/Trans-ethnic_MHC_fine-mapping_SS

This repository is a storage of source codes used in our study of trans-ethnic fine-mapping of MHC region on Parkinson's disease risk.

Primary LanguagePythonMIT LicenseMIT

Trans-ethnic fine-mapping of the MHC region using GWAS summary statistics

This repository is a storage of source codes used in our study of trans-ethnic MHC fine-mapping on Parkinson's disease risk.

Publication/Citation

The study is described in the following paper.
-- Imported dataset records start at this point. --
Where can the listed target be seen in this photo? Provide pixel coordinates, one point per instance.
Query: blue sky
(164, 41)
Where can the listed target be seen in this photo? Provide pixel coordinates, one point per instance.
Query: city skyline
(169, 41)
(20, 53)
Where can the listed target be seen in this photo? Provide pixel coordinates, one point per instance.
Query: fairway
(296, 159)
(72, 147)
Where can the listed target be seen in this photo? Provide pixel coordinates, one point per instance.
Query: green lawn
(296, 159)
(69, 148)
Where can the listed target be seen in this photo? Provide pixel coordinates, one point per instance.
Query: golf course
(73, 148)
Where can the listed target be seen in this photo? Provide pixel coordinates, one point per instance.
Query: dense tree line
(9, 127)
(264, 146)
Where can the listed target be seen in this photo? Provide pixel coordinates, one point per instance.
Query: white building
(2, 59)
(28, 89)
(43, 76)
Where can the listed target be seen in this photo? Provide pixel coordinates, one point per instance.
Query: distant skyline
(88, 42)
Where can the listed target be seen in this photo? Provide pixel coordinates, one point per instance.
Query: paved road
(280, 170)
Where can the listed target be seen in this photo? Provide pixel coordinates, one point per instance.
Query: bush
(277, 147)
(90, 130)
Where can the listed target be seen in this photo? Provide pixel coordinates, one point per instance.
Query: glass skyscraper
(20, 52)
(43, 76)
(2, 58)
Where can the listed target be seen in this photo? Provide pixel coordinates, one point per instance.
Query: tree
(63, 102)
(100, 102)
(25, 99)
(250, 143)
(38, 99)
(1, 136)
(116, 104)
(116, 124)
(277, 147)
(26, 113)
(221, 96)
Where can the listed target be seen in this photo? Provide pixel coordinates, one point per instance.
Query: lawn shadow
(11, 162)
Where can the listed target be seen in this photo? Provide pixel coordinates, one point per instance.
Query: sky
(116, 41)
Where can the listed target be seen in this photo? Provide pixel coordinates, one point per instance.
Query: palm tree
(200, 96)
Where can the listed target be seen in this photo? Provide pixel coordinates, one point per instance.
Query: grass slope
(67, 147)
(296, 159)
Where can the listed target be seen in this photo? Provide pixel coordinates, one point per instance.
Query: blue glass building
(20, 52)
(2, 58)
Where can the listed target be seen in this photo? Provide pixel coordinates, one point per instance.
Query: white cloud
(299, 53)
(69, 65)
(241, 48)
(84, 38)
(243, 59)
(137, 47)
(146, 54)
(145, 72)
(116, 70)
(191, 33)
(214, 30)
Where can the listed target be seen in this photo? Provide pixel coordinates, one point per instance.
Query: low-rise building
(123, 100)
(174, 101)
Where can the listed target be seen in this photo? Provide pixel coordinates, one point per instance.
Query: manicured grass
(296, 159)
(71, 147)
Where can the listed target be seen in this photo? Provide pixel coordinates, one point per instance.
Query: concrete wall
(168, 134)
  • Naito, T. et al. Trans‐Ethnic Fine‐Mapping of the Major Histocompatibility Complex Region Linked to Parkinson's Disease. Mov. Disord. (2021). doi.org/10.1002/mds.28583

Please cite this paper if you use any material in this repository.

Requirements

  • Python 3.x (3.7.4) with the following modules.

    • Numpy (1.17.2)

    • Pandas (0.25.1)

    • Scipy (1.3.1)

    • Argparse (1.4.0)

      Our scripts were tested on the versions in parentheses, so we do not guarantee that it will work on different versions.

  • R

  • Plink [1]

  • DISH [2]

  • GCTA-COJO [3]

Installation

Just clone this repository as folllows.

git clone https://github.com/tatsuhikonaito/Trans-ethnic_MHC_finemapping_SS
cd ./Trans-ethnic_MHC_finemapping_SS

Process

0. Preparation

The access to the GWAS summary statistics and HLA imputation reference panels (Plink binary format) used in our study is described in the paper.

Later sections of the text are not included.